Photography aboard a boat underway makes me chuckle when I read the textbook techniques for landscape photography – tripods, careful composition, optimal shutter speed and aperture for lens effects, use of a remote control or time delay to trigger the shutter while avoiding camera shake. Aboard AVATAR my technique for shooting a sunrise (for example) is to wedge my body for balance against something solid like a table or bench or lifeline, bend my knees for (hopefully) shock absorption, jam my elbows into my ribs and the camera viewfinder into my eye socket for stabilization, use a high shutter speed to compensate for the motion of the boat and my precarious balancing act, and fire a burst of multiple shots in hopes that one of them will have a horizon line that is level!

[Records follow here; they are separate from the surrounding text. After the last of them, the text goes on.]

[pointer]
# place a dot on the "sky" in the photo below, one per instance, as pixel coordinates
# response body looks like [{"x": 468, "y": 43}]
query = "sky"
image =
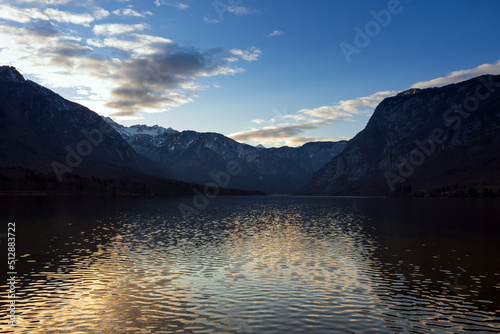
[{"x": 281, "y": 72}]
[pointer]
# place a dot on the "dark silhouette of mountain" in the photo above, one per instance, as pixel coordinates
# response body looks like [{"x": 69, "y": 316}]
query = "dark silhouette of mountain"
[
  {"x": 48, "y": 143},
  {"x": 436, "y": 141},
  {"x": 194, "y": 157}
]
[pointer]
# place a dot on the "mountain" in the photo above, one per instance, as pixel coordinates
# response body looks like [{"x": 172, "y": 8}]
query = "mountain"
[
  {"x": 48, "y": 143},
  {"x": 42, "y": 131},
  {"x": 194, "y": 157},
  {"x": 443, "y": 141}
]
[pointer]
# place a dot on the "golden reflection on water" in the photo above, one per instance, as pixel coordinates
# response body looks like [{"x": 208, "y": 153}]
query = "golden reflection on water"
[{"x": 270, "y": 268}]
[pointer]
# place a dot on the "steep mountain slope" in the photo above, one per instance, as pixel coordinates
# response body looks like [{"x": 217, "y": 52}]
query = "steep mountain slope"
[
  {"x": 192, "y": 156},
  {"x": 42, "y": 131},
  {"x": 421, "y": 141}
]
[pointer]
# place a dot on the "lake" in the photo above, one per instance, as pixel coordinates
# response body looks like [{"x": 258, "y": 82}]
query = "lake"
[{"x": 254, "y": 265}]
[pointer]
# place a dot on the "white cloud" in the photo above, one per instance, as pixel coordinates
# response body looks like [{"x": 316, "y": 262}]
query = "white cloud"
[
  {"x": 111, "y": 29},
  {"x": 127, "y": 12},
  {"x": 276, "y": 33},
  {"x": 287, "y": 134},
  {"x": 242, "y": 11},
  {"x": 250, "y": 55},
  {"x": 348, "y": 108},
  {"x": 21, "y": 15},
  {"x": 67, "y": 17},
  {"x": 100, "y": 13},
  {"x": 45, "y": 2},
  {"x": 175, "y": 4},
  {"x": 281, "y": 131},
  {"x": 139, "y": 45},
  {"x": 462, "y": 75},
  {"x": 153, "y": 74},
  {"x": 210, "y": 20}
]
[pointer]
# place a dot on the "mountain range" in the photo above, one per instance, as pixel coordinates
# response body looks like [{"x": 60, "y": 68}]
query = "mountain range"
[
  {"x": 43, "y": 132},
  {"x": 422, "y": 142},
  {"x": 192, "y": 156},
  {"x": 437, "y": 141}
]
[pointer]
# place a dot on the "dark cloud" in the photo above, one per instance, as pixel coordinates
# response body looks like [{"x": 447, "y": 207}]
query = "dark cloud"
[
  {"x": 164, "y": 79},
  {"x": 123, "y": 114},
  {"x": 71, "y": 50},
  {"x": 278, "y": 132}
]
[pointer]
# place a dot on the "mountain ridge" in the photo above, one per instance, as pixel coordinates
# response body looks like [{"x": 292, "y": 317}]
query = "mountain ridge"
[
  {"x": 191, "y": 156},
  {"x": 459, "y": 123}
]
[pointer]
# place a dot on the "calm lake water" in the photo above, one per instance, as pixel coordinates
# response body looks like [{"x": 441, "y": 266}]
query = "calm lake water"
[{"x": 254, "y": 265}]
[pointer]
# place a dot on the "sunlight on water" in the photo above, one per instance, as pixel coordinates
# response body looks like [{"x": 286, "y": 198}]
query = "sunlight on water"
[{"x": 268, "y": 265}]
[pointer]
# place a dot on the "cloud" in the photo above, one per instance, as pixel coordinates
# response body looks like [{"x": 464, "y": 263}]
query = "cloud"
[
  {"x": 249, "y": 55},
  {"x": 100, "y": 13},
  {"x": 152, "y": 73},
  {"x": 242, "y": 11},
  {"x": 139, "y": 45},
  {"x": 210, "y": 20},
  {"x": 462, "y": 75},
  {"x": 176, "y": 4},
  {"x": 67, "y": 17},
  {"x": 21, "y": 15},
  {"x": 276, "y": 33},
  {"x": 127, "y": 12},
  {"x": 284, "y": 131},
  {"x": 346, "y": 109},
  {"x": 281, "y": 131},
  {"x": 45, "y": 2},
  {"x": 111, "y": 29}
]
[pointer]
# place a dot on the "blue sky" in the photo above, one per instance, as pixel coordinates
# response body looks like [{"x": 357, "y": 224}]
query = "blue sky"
[{"x": 271, "y": 72}]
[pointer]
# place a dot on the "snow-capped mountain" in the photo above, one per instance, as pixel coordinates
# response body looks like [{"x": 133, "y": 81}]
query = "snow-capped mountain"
[
  {"x": 50, "y": 144},
  {"x": 192, "y": 156}
]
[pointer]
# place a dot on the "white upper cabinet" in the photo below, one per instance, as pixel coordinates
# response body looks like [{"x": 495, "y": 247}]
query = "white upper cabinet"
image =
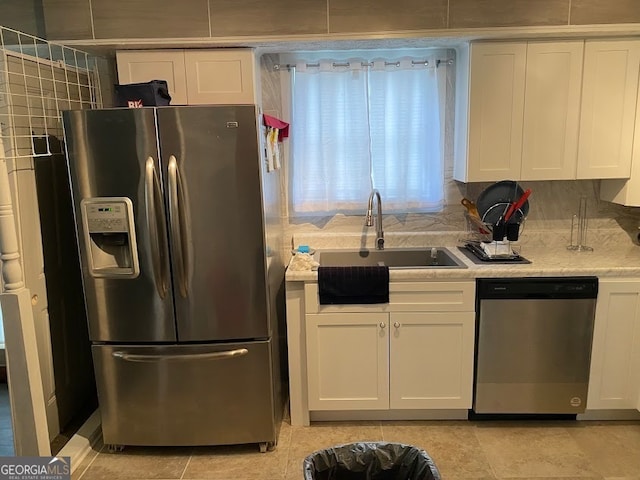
[
  {"x": 221, "y": 76},
  {"x": 556, "y": 110},
  {"x": 551, "y": 110},
  {"x": 626, "y": 191},
  {"x": 137, "y": 66},
  {"x": 194, "y": 77},
  {"x": 609, "y": 91},
  {"x": 496, "y": 104}
]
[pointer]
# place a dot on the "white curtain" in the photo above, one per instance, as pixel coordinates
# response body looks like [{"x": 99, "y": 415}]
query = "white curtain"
[{"x": 356, "y": 127}]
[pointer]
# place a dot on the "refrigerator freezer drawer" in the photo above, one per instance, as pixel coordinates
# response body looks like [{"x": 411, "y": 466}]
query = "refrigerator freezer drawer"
[{"x": 186, "y": 394}]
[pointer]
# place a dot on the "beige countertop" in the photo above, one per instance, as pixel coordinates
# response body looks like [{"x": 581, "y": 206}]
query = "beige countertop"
[{"x": 614, "y": 255}]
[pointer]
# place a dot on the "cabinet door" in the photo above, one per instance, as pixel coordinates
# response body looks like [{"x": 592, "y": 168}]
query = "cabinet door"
[
  {"x": 220, "y": 76},
  {"x": 615, "y": 358},
  {"x": 609, "y": 89},
  {"x": 431, "y": 360},
  {"x": 626, "y": 191},
  {"x": 496, "y": 103},
  {"x": 552, "y": 110},
  {"x": 348, "y": 361},
  {"x": 139, "y": 66}
]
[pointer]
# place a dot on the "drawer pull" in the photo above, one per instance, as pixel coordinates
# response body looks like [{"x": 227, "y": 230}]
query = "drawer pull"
[{"x": 133, "y": 357}]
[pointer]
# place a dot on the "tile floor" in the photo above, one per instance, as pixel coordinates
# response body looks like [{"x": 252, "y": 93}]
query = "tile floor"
[
  {"x": 461, "y": 450},
  {"x": 6, "y": 430}
]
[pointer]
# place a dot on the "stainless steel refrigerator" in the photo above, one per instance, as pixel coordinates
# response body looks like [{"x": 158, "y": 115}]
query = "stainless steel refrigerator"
[{"x": 177, "y": 227}]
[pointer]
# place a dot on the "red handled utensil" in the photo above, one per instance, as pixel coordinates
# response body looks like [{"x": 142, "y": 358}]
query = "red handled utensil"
[{"x": 515, "y": 206}]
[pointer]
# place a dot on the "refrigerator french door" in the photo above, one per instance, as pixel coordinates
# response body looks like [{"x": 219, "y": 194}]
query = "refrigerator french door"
[{"x": 168, "y": 205}]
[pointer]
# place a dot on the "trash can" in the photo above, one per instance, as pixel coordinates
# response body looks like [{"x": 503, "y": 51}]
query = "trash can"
[{"x": 370, "y": 461}]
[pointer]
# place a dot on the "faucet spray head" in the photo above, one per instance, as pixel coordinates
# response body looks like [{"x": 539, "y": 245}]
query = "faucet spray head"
[{"x": 368, "y": 219}]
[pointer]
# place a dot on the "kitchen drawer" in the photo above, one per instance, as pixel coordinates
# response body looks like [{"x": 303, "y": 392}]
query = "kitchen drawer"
[{"x": 455, "y": 296}]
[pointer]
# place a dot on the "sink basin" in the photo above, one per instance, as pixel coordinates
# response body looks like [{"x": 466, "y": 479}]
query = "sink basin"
[{"x": 393, "y": 258}]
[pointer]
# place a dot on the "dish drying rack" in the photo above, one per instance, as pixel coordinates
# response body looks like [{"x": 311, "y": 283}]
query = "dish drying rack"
[{"x": 479, "y": 239}]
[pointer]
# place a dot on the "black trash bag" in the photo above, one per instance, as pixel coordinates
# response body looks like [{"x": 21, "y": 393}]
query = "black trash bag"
[
  {"x": 370, "y": 461},
  {"x": 148, "y": 94}
]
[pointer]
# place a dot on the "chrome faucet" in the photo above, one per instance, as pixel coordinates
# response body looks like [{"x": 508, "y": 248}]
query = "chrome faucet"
[{"x": 369, "y": 218}]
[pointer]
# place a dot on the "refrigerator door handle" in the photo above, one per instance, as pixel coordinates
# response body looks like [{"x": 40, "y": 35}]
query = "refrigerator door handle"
[
  {"x": 177, "y": 219},
  {"x": 155, "y": 218},
  {"x": 134, "y": 357}
]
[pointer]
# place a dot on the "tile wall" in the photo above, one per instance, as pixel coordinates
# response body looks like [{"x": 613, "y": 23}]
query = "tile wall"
[
  {"x": 92, "y": 19},
  {"x": 552, "y": 203}
]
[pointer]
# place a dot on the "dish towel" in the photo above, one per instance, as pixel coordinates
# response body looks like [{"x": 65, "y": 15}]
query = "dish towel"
[{"x": 353, "y": 285}]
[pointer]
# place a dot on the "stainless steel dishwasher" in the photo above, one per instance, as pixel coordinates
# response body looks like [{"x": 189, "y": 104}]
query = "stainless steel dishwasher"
[{"x": 533, "y": 345}]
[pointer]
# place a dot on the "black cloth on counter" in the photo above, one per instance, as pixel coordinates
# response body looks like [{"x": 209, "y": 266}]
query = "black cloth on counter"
[{"x": 353, "y": 285}]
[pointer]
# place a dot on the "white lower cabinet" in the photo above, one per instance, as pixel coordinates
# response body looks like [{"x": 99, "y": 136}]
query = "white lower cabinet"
[
  {"x": 431, "y": 360},
  {"x": 348, "y": 361},
  {"x": 398, "y": 360},
  {"x": 614, "y": 381}
]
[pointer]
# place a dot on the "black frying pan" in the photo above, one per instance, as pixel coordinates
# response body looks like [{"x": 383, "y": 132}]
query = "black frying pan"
[{"x": 495, "y": 199}]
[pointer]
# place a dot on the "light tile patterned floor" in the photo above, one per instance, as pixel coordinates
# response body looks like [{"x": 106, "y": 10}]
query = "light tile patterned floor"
[{"x": 461, "y": 450}]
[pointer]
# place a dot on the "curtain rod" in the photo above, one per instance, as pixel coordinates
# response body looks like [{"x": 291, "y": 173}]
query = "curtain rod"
[{"x": 289, "y": 66}]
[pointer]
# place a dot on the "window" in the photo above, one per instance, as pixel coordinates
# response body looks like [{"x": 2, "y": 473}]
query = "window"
[{"x": 358, "y": 125}]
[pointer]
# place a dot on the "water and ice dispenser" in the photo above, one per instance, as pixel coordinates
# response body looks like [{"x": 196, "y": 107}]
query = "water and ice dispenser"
[{"x": 110, "y": 237}]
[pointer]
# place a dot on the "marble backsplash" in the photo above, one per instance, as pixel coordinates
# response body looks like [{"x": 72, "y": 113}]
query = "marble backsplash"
[{"x": 552, "y": 205}]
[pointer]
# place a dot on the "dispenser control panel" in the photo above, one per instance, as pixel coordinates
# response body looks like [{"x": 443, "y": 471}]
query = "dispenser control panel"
[
  {"x": 110, "y": 237},
  {"x": 107, "y": 217}
]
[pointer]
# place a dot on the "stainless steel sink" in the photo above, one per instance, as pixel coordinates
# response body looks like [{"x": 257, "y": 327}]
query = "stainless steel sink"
[{"x": 393, "y": 258}]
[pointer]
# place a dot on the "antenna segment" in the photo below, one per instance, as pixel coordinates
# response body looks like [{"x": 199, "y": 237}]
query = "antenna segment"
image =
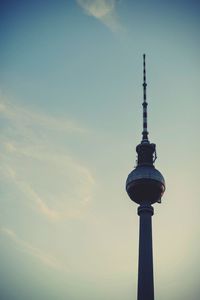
[{"x": 144, "y": 104}]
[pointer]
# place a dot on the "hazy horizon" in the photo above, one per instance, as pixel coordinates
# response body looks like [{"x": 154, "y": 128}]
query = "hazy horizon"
[{"x": 71, "y": 117}]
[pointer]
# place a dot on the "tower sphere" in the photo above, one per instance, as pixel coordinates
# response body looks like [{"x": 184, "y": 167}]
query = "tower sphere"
[{"x": 145, "y": 183}]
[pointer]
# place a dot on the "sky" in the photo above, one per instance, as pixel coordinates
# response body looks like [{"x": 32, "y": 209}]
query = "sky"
[{"x": 70, "y": 118}]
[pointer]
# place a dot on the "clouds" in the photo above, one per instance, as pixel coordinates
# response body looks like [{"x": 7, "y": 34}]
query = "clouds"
[
  {"x": 37, "y": 166},
  {"x": 24, "y": 246},
  {"x": 103, "y": 10}
]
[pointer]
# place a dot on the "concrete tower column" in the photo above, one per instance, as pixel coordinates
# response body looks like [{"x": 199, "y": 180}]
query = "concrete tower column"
[{"x": 145, "y": 265}]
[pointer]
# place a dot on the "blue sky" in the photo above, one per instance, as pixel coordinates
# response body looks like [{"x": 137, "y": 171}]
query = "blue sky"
[{"x": 70, "y": 116}]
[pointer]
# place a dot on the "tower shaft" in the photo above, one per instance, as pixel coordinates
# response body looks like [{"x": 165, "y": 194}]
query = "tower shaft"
[{"x": 145, "y": 266}]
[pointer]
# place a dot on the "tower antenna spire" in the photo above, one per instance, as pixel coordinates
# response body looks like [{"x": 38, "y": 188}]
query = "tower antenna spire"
[{"x": 144, "y": 104}]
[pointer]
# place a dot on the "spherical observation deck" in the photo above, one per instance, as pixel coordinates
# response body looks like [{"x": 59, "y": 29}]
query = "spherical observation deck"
[{"x": 145, "y": 183}]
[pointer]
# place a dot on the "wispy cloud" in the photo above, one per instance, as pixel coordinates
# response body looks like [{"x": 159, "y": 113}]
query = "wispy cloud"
[
  {"x": 39, "y": 169},
  {"x": 104, "y": 11},
  {"x": 24, "y": 246}
]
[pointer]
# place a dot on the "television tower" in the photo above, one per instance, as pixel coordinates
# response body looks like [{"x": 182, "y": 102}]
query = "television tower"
[{"x": 145, "y": 185}]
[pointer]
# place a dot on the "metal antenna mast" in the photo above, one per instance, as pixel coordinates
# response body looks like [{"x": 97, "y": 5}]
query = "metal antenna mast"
[
  {"x": 144, "y": 104},
  {"x": 145, "y": 185}
]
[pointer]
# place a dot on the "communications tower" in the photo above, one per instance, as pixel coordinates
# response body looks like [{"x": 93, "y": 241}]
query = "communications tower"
[{"x": 145, "y": 185}]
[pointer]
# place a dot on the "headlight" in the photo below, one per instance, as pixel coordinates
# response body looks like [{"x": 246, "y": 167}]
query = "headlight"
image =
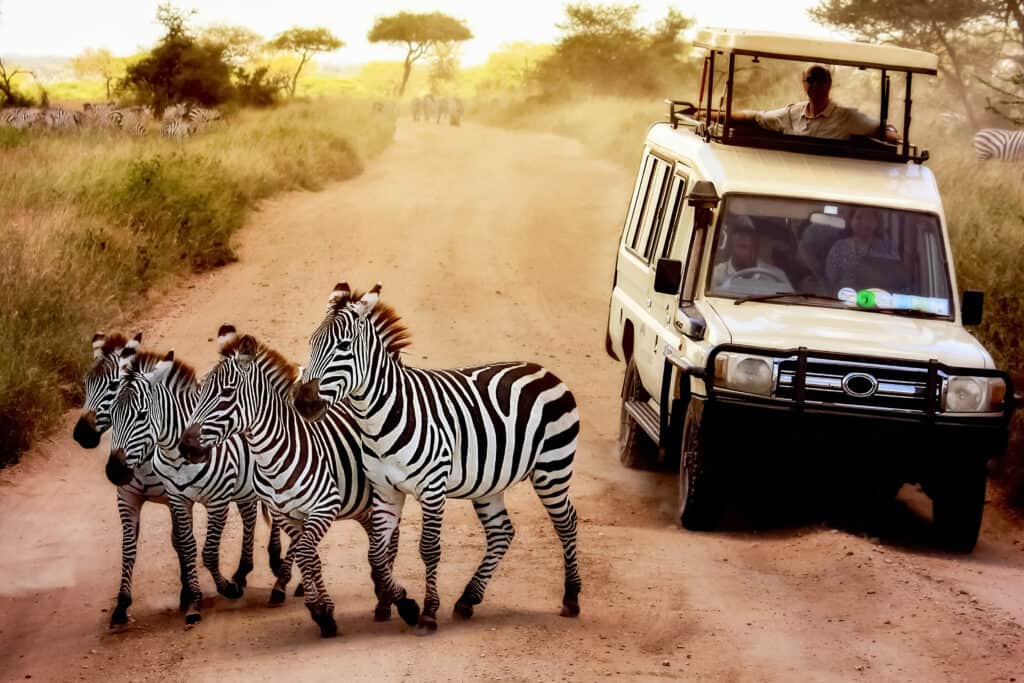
[
  {"x": 974, "y": 394},
  {"x": 751, "y": 374}
]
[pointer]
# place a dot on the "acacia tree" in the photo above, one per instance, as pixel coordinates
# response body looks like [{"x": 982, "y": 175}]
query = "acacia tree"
[
  {"x": 305, "y": 43},
  {"x": 962, "y": 33},
  {"x": 419, "y": 33},
  {"x": 99, "y": 63}
]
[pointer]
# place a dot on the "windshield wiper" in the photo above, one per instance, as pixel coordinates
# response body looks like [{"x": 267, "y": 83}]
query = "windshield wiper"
[{"x": 781, "y": 295}]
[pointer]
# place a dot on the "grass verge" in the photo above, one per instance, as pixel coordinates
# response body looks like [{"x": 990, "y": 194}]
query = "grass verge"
[{"x": 88, "y": 218}]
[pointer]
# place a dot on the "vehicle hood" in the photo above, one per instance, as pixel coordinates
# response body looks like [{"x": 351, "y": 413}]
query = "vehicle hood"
[{"x": 786, "y": 326}]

Photographing cavorting dolphins adds the extra level of complexity of not knowing when or where the next one will erupt from the sea. The result is a large photographic collection of splashes, occasionally containing miscellaneous body parts, predominately tails!


Cheers to all. I will check in again from Huatulco where, hopefully, we will have internet suitable for uploading photos (PS – we have arrived and Huatulco has awesome internet which has enabled this post and guarantees a follow-up!).